Trigger warning for self-harm, attempted suicide and homophobia.
Wow, this was an intense read. I didn’t really know anything about the book but was drawn by the cover on the Netgalley catalogue and decided to request it from Penguin. The description intrigued me, and I was curious to see if the story would head in the direction I thought it would.
And it did, but I am pleased that it did because Danforth has approached this narrative in a really great way. Also, just because a book is hard to read, doesn’t mean that it isn’t good. The Miseducation… was very much one of those books. The book starts out very heavy, with the death of Cameron’s parents, and it doesn’t really let up from there. I liked hearing about her gradual exploration of her sexuality, and I enjoyed that the book didn’t fall into that YA trope of first love forever, but I still found a lot of the reactions of other people in the story and the element of secrecy Cameron had to maintain to have these relationships incredibly heartbreaking. It’s hard to think, that in this so-called enlightened day and age, people can still treat homosexuality in this way. The backdrop for this book is very
One thing I did really like about this book is how it discusses religion. There’s a whole host of religious characters in this novel, and each character is nuanced outside of their religion too, which adds a lot of depth and realism. Aunt Ruth, for example, is super-conservative and very faithful to her ‘born again’ beliefs, but she’s also a real person, with real hobbies, real flaws and real feelings. I almost felt bad for her when Cameron lashes out. That’s not to say I agree with a lot of the actions Ruth takes in this novel, and in fact I feel that a lot of what she does it utterly unconscionable, but Danforth has created her in multilayered way. And I really liked that. Because I was very worried that this book would fall into the trap of making the Christian characters almost caricatures of themselves and turning them into the villains of the novel. But The Miseducation… didn’t do that. Sure, it’s really hard at times to like characters like Ruth or Coley’s brother or anyone else who forces Cameron to seek ‘help’ to fight the so-called sin of homosexuality, but then they’re also shown in a light which at least shows you they believe they’re doing it from a good place. Which is sad and terrifying really. To contrast this, the novel also shows us some Christian characters who accept LGBTQ people with open arms. Again, I thought this was nice and realistic.

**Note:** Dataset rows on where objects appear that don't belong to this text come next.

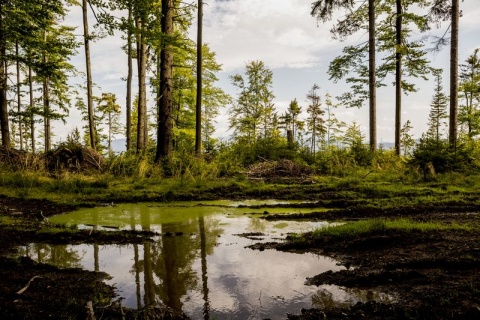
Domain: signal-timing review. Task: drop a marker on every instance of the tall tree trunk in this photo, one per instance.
(165, 123)
(454, 75)
(110, 151)
(372, 75)
(203, 259)
(142, 88)
(46, 103)
(398, 77)
(19, 99)
(128, 103)
(32, 112)
(86, 39)
(3, 83)
(198, 108)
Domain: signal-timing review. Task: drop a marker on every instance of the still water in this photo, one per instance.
(199, 263)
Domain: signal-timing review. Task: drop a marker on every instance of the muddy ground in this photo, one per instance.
(433, 275)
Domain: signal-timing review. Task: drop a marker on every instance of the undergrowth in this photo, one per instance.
(383, 225)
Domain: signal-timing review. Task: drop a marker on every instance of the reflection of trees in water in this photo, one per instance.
(62, 256)
(325, 299)
(257, 225)
(167, 264)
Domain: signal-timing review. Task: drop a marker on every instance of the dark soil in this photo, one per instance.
(50, 292)
(434, 275)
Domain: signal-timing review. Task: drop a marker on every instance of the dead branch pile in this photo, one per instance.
(73, 157)
(274, 169)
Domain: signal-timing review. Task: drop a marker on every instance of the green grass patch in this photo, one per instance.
(382, 225)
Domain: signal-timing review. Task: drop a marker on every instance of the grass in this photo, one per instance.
(376, 190)
(382, 225)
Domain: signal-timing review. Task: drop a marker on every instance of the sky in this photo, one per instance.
(296, 47)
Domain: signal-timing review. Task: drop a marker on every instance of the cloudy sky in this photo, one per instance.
(296, 48)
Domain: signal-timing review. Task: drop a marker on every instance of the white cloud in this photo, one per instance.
(279, 32)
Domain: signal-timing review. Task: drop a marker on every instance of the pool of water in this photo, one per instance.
(199, 263)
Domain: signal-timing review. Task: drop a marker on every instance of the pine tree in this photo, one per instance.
(438, 109)
(315, 122)
(253, 112)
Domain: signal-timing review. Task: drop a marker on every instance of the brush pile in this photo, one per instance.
(278, 169)
(73, 157)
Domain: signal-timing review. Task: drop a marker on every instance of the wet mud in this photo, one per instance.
(434, 274)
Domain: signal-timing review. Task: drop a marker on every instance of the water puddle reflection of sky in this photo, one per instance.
(198, 263)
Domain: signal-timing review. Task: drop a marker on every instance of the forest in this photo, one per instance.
(397, 228)
(180, 74)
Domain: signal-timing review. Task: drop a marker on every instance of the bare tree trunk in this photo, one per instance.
(165, 123)
(86, 38)
(142, 71)
(398, 77)
(46, 104)
(3, 84)
(198, 124)
(32, 113)
(128, 103)
(372, 75)
(454, 75)
(19, 100)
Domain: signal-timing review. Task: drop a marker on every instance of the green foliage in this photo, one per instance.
(263, 149)
(432, 156)
(129, 164)
(79, 183)
(253, 114)
(369, 226)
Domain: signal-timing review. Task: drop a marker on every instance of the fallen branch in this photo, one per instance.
(21, 291)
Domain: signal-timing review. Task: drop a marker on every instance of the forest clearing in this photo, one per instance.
(303, 212)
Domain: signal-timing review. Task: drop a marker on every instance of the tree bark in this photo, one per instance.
(372, 76)
(86, 39)
(19, 100)
(32, 113)
(454, 75)
(128, 103)
(398, 77)
(198, 108)
(142, 89)
(165, 123)
(3, 83)
(46, 103)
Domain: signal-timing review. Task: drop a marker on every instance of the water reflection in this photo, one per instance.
(198, 265)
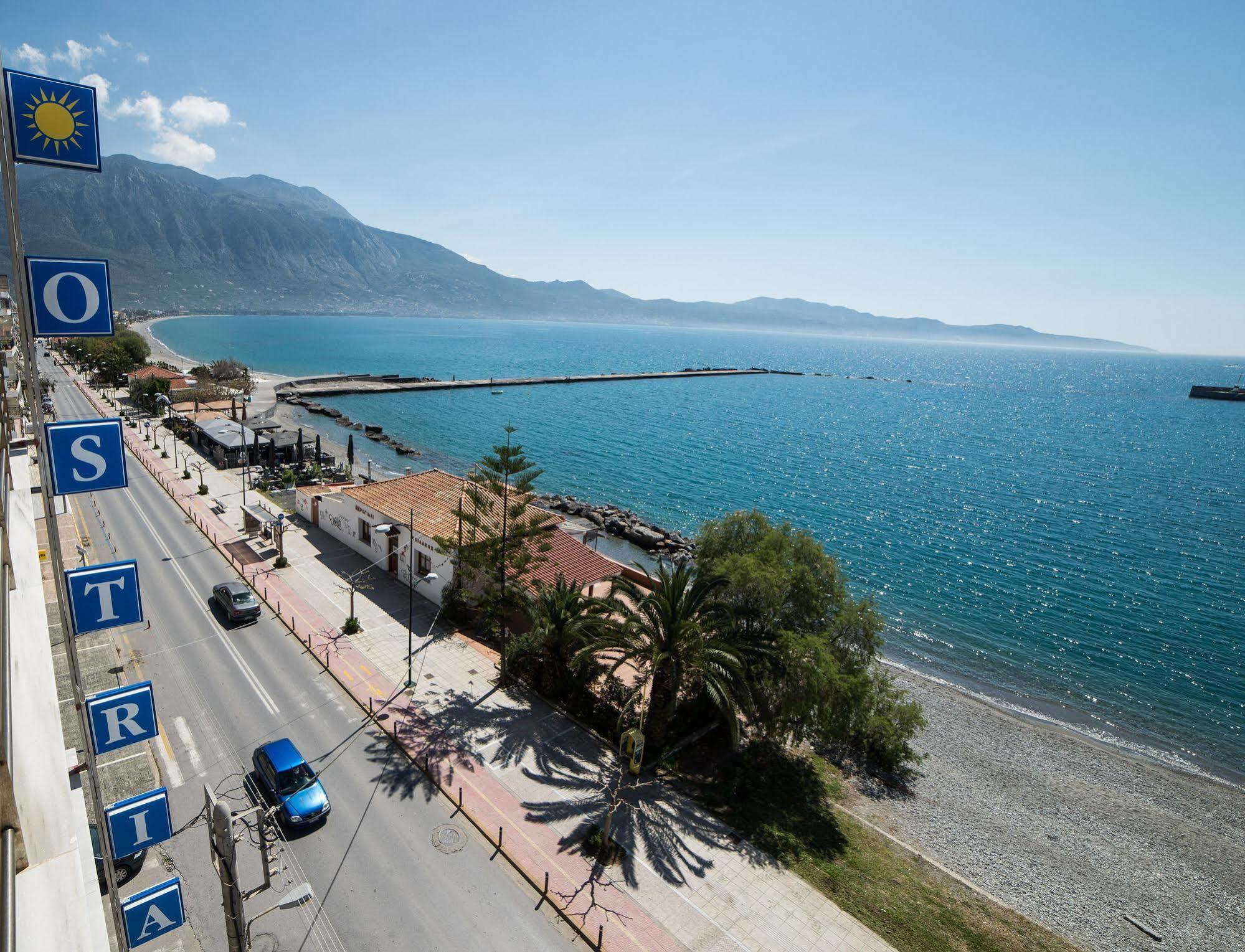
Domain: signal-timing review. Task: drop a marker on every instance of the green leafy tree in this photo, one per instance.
(675, 631)
(144, 392)
(562, 620)
(499, 538)
(812, 650)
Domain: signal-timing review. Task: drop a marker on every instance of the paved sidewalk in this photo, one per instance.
(688, 880)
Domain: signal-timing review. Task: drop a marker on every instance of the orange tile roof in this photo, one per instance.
(570, 559)
(184, 405)
(433, 494)
(144, 372)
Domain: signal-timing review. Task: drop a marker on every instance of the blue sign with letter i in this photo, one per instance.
(70, 296)
(52, 122)
(138, 823)
(103, 596)
(153, 912)
(86, 455)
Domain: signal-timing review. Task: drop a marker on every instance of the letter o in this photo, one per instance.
(54, 305)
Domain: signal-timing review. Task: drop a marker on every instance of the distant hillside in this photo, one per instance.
(258, 244)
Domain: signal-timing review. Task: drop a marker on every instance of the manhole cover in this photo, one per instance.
(448, 838)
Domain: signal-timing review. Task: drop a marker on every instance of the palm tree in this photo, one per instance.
(674, 633)
(563, 620)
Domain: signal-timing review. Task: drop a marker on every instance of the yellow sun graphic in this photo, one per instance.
(54, 121)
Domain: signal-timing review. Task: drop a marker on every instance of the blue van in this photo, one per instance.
(289, 781)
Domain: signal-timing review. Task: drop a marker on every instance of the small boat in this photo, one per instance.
(1234, 392)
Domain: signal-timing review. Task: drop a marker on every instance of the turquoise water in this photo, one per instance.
(1059, 530)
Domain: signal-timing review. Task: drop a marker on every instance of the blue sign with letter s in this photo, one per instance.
(153, 912)
(122, 716)
(86, 455)
(70, 296)
(103, 596)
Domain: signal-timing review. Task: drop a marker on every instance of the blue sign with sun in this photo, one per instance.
(52, 122)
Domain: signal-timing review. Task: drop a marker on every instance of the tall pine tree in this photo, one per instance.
(499, 535)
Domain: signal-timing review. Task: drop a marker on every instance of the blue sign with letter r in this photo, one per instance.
(122, 716)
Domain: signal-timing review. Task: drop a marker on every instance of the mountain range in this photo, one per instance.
(177, 239)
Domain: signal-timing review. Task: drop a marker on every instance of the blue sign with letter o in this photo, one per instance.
(138, 823)
(152, 913)
(86, 455)
(70, 296)
(122, 716)
(52, 122)
(103, 596)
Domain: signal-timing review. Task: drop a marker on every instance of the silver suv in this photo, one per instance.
(237, 601)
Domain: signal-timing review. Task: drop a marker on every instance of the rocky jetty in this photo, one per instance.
(624, 524)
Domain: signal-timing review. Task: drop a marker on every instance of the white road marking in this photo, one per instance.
(171, 768)
(183, 732)
(265, 699)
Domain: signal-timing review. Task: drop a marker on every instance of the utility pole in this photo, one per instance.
(224, 858)
(25, 321)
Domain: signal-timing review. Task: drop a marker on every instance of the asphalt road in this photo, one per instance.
(220, 692)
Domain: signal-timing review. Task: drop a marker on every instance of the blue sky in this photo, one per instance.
(1076, 167)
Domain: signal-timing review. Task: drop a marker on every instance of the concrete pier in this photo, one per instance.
(340, 385)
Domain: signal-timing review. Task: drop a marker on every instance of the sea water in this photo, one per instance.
(1060, 530)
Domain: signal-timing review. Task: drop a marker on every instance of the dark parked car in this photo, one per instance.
(126, 867)
(288, 780)
(235, 601)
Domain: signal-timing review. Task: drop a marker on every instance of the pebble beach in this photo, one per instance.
(1070, 832)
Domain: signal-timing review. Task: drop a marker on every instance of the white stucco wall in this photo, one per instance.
(340, 516)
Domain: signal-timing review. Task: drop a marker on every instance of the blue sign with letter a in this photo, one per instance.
(103, 596)
(122, 716)
(70, 296)
(52, 122)
(138, 823)
(86, 455)
(153, 912)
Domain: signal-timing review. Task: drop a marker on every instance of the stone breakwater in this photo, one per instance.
(371, 431)
(624, 524)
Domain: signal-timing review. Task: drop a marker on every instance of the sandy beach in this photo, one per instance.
(1070, 832)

But yes, this book was utterly heartbreaking in the way Cameron is both treated, and comes to think of herself. I wanted to wrap her in a hug when she starts to wonder if her first kiss with another girl led to God killing her parents to punish her. It was just so sad. Other characters also go through this later in the book and some things happen [no spoilers] which are incredibly shocking, not only for their graphicness but also for the way it shows how some people in the LGBTQ community struggle to accept themselves, particularly when religion and family are thrown into the mix. Obviously again, this is a very hard thing to read and as I’ve mentioned there are some big trigger warnings to consider if you’re not sure this will be something you want to read.
I think, what truly confused me was the way homosexuality was not only treated as a sin, but as a disease too. I felt a lot of second-hand frustration for Cameron when she is forced to abide by Ruth’s beliefs and rules, despite having done nothing but be herself. And there were times when I wanted to cry, such as when Cameron is expected to believe that things like her shoplifting and male-majority friendship groups are ’causes’ of her ‘problem.’ It’s just really so ridiculous that it almost doesn’t seem possible.
If there was one flaw in this book, it’s the ending. Again, I don’t want to spoil anything, but the ending was so sudden and stark that I tried to flip pages on my kindle to find the rest of the story. It felt really sudden and blunt and left me a bit disappointed. It could have done with another chapter or so, just to polish it off properly, but then I have read since finishing the book that the author planned on writing more of the story, so maybe we’ll get to see what happens in another book. I still feel it was a bit of an underwhelming ending, even if we do get a follow-up, but it’s a small flaw in an otherwise pretty great book.
I’m giving The Miseducation of Cameron Post an 8/10 stars. I loved how realistic and complex the characters were, even the ones we were meant to dislike and as hard as the book was to read, it was definitely worth it. The ending definitely could have done with more work on it, but otherwise I highly recommend it if you’re willing to pick up a YA that deals with some intense and difficult subject matters.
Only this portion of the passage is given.